Não como identificar o Direito apenas como a lei. “A
identificação entre Direito e lei pertence, aliás, ao repertório ideológico
do Estado, pois na sua posição privilegiada ele desejaria convencer-nos
de que cessaram as contradições, que o poder atende ao povo em geral e
tudo o que vem dali é imaculadamente jurídico, não havendo Direito a
procurar além ou acima das leis.”38
Não resta dúvida que o Direito está atrelado a um conjunto de
normas de conduta estabelecidas pelo Estado, de natureza coercitivas,
visando regular a conduta humana em determinada sociedade. Ocorre que
uma exata concepção do Direito não poderá se limitar a isso.

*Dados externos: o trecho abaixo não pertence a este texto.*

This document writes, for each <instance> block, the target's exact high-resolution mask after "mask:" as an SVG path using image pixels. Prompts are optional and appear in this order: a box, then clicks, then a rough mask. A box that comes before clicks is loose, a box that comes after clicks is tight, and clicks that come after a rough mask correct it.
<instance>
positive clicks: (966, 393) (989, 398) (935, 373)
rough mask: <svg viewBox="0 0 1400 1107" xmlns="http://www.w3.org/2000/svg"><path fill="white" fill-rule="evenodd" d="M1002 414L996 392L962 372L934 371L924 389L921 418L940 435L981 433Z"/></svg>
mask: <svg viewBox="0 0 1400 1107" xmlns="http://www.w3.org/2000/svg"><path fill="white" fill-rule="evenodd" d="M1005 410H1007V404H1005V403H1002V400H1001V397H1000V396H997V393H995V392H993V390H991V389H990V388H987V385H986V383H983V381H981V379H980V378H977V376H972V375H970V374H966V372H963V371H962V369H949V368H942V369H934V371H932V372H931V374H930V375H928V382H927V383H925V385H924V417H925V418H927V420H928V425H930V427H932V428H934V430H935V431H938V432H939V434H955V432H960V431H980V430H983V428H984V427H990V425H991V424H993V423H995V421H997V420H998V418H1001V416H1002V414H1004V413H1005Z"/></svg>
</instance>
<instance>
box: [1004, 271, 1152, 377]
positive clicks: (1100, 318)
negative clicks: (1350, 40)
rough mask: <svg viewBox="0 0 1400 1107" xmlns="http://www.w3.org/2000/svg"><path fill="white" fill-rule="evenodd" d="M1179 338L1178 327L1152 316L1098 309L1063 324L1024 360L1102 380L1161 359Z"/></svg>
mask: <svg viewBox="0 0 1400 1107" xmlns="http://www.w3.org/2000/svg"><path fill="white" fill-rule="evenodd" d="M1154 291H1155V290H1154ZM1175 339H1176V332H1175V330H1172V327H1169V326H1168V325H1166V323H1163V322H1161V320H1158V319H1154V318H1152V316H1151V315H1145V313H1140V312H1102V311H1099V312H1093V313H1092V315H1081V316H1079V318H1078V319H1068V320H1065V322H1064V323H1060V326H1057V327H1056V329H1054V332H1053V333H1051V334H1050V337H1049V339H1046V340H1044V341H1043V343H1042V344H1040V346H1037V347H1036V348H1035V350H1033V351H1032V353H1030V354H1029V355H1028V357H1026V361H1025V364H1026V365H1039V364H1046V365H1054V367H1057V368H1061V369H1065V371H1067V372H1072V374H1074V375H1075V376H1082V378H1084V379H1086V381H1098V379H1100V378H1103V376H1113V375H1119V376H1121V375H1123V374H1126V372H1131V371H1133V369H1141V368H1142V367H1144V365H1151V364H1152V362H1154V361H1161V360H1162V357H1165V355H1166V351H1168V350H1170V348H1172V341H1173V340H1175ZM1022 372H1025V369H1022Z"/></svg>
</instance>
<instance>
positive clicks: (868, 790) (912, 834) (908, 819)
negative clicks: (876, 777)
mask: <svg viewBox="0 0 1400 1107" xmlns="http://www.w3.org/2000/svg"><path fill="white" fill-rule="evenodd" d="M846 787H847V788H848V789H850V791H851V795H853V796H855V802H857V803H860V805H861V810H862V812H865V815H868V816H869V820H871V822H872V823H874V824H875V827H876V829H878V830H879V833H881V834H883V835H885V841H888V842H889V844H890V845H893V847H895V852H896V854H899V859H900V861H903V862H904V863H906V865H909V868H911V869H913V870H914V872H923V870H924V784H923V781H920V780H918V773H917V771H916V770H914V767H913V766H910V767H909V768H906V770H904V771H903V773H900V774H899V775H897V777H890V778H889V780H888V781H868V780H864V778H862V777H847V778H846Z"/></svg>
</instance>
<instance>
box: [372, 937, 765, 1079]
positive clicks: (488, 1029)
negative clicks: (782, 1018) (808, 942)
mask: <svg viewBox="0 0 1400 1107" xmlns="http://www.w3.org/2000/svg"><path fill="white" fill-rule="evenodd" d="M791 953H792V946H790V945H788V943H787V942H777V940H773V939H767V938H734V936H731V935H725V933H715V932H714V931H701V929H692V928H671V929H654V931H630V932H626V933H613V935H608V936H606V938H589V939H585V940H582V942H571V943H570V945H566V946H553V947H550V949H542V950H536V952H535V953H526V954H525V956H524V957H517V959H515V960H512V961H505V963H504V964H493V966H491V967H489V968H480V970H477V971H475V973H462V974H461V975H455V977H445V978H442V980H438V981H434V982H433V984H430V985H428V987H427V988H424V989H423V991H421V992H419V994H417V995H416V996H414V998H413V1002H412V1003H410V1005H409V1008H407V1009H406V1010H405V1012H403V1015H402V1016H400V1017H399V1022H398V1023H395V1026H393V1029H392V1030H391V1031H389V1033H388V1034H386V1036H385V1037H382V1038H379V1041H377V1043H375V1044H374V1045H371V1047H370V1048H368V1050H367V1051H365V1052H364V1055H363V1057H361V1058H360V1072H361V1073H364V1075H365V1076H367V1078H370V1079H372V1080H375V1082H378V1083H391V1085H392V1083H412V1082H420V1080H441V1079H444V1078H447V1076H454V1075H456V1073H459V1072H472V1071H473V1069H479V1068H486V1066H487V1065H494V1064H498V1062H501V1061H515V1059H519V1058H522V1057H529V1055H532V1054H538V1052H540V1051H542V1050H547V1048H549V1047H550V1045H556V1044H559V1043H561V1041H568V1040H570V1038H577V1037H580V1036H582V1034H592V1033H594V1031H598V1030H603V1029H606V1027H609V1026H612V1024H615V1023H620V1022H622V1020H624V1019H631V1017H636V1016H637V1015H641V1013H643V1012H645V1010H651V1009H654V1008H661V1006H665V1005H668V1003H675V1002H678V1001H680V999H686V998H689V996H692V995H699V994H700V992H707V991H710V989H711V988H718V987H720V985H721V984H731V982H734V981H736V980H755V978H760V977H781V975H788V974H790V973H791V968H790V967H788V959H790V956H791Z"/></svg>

O que dizer da divergência das decisões judiciais? O melhor juiz
seria aquele que segue cegamente as leis ou tenta aperfeiçoá-las face a
mutação dos valores sociais? Os leigos devem acreditar que o melhor
magistrado é aquele que segue as leis pelas leis, ou seja, um juiz mecânico
que faz cumprir as leis do Estado. Os novos alunos dos cursos jurídicos
ficam ávidos em estudar as leis. Ocorre que uma boa formação dos
estudantes é melhor quando existe um apego à essência do Direito e não
somente ao estudo de meros conhecimentos legislativos. Surge a questão: o
bom juiz deve decidir pela lei ou pela justiça?
37 HART, Herbert L. A. O Conceito do Direito. Tradução A. Ribeiro Mendes. 2. ed.
Lisboa: Fundação Calouste Gulbenkian, 1995, p. 5.
38 FILHO, Roberto Lyra. O que é Direito. 17 . ed., 12. reimp., São Paulo: Brasiliense,
2005. p. 8.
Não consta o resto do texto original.